Panoptic Segmentation (1801.00868v3)

Published 3 Jan 2018 in cs.CV

Abstract: We propose and study a task we name panoptic segmentation (PS). Panoptic segmentation unifies the typically distinct tasks of semantic segmentation (assign a class label to each pixel) and instance segmentation (detect and segment each object instance). The proposed task requires generating a coherent scene segmentation that is rich and complete, an important step toward real-world vision systems. While early work in computer vision addressed related image/scene parsing tasks, these are not currently popular, possibly due to lack of appropriate metrics or associated recognition challenges. To address this, we propose a novel panoptic quality (PQ) metric that captures performance for all classes (stuff and things) in an interpretable and unified manner. Using the proposed metric, we perform a rigorous study of both human and machine performance for PS on three existing datasets, revealing interesting insights about the task. The aim of our work is to revive the interest of the community in a more unified view of image segmentation.

PDF Abstract

Panoptic segmentation is a computer vision task introduced in the paper "Panoptic Segmentation" (Kirillov et al., 2018 ) that aims to unify the traditionally separate tasks of semantic segmentation and instance segmentation. While semantic segmentation assigns a class label (like 'sky', 'road', 'car') to every pixel in an image, and instance segmentation detects and segments each individual object instance (like 'car_1', 'car_2'), panoptic segmentation requires a system to produce a single output that assigns both a semantic label and an instance ID to every pixel. This means the output is a coherent scene segmentation where amorphous background regions (stuff) get a semantic label, and countable objects (things) get both a semantic label and a unique instance ID, with no overlapping segments.

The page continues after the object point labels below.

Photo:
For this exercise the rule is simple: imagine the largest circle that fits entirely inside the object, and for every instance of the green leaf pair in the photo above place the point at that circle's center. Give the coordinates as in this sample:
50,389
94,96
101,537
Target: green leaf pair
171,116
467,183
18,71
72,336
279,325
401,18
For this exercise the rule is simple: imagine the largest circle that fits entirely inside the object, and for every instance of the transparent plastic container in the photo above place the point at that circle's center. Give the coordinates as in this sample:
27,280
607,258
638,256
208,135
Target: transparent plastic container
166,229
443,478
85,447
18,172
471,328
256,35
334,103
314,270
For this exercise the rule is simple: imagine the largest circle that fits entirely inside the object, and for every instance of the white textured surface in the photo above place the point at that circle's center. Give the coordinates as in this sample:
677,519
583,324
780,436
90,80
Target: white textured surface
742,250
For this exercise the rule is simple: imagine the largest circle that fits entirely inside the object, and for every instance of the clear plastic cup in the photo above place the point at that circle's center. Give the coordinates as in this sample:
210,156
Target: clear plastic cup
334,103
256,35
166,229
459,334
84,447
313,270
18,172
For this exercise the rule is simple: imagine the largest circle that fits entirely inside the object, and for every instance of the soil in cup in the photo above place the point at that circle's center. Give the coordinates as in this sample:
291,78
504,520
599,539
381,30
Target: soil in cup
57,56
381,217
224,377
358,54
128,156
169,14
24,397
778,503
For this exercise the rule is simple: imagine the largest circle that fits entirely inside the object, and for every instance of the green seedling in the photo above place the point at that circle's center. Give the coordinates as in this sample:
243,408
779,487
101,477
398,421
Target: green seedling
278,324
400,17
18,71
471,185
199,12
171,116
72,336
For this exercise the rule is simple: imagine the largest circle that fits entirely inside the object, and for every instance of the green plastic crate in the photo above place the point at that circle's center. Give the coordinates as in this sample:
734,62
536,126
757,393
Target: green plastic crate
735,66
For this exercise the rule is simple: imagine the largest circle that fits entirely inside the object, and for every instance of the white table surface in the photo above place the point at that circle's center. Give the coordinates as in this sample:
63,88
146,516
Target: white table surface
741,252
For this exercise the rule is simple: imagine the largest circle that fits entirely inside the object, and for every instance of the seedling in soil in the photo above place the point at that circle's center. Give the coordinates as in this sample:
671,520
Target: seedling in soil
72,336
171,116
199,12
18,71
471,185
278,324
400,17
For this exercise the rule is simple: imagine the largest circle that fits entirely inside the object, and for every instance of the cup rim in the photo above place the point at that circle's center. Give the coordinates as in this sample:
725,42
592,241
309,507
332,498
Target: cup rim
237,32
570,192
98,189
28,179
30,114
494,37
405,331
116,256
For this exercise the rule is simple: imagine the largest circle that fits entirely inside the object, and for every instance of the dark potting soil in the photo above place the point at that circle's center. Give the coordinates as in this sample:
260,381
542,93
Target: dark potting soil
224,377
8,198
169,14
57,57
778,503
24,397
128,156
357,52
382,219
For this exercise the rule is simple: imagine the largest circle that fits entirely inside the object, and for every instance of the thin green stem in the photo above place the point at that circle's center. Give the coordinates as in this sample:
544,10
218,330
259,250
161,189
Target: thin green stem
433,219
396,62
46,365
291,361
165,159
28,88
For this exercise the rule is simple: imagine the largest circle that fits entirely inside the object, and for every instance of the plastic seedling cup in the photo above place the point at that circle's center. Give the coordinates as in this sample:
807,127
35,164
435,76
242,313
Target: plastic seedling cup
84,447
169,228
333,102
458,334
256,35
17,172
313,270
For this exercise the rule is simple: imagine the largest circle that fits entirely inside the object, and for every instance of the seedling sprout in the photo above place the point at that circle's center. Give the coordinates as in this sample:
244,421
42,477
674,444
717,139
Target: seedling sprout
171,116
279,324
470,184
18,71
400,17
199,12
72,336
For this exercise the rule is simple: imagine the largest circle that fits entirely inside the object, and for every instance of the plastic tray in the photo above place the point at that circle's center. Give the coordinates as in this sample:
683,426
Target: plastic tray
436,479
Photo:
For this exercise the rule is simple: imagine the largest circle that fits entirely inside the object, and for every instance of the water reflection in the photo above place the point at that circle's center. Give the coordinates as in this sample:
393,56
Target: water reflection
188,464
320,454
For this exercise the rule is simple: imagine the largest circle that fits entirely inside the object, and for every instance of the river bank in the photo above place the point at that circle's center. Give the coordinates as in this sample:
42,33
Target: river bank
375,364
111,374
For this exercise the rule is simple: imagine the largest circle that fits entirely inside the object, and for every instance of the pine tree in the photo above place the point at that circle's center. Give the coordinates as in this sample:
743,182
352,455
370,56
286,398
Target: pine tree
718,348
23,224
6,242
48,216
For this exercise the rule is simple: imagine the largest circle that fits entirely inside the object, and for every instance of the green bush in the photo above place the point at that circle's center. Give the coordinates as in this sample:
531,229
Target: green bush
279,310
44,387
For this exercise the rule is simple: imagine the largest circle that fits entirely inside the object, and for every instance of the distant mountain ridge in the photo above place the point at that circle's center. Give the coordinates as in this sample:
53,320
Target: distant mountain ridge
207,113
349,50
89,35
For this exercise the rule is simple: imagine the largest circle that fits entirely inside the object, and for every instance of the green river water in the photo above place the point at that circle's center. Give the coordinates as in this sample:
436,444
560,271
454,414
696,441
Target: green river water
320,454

The motivation behind defining this task is the observation that real-world vision systems, such as those used in autonomous driving or augmented reality, need a complete and coherent understanding of a scene, recognizing both the background areas and individual objects simultaneously. Existing methods and metrics were specialized for either stuff (semantic segmentation) or things (instance segmentation), hindering the development of unified systems.

The output format for panoptic segmentation is straightforward: for each pixel, provide a pair $(l, z)$ , where $l$ is the semantic class label and $z$ is the instance ID. For stuff classes, the instance ID $z$ is effectively ignored or can be a standard value (e.g., 0), as stuff regions are amorphous and uncountable. For thing classes, pixels with the same $(l, z)$ pair belong to the same object instance. A key constraint is that all segments (both stuff and thing) must be non-overlapping.

A significant contribution of the paper is the introduction of the Panoptic Quality (PQ) metric, designed to evaluate performance on this unified task across both stuff and thing classes in a uniform manner. Unlike existing metrics like mean IoU (for semantic segmentation) or Average Precision (AP) (for instance segmentation, which requires confidence scores and allows overlaps), PQ provides a single, interpretable measure.

The PQ metric is calculated in two steps:

Segment Matching: Predicted segments and ground truth segments are matched if their Intersection over Union (IoU) is strictly greater than 0.5. The authors prove that this threshold guarantees a unique matching between predicted and ground truth segments due to the non-overlapping nature of panoptic segmentations.
PQ Computation: Based on the unique matching, segments are categorized as True Positives (TP - matched pairs), False Positives (FP - unmatched predicted segments), and False Negatives (FN - unmatched ground truth segments) for each class. PQ is then computed per class and averaged:

$\text{PQ} = \frac{\sum_{(p, g) \in TP} \text{IoU}(p, g)}{|TP| + \frac{1}{2}|FP| + \frac{1}{2}|FN|}$

This formula can be decomposed into two components:
- Segmentation Quality (SQ): $\text{SQ} = \frac{\sum_{(p, g) \in TP} \text{IoU}(p, g)}{|TP|}$ (Average IoU of matched segments)
- Recognition Quality (RQ): $\text{RQ} = \frac{|TP|}{|TP| + \frac{1}{2} |FP| + \frac{1}{2} |FN|}$ (Equivalent to the $F_1$ score, measuring detection/recognition performance) Thus, $\text{PQ} = \text{SQ} \times \text{RQ}$ . This decomposition helps in analyzing the types of errors made by a system. The metric handles special cases like void pixels and annotated groups of instances.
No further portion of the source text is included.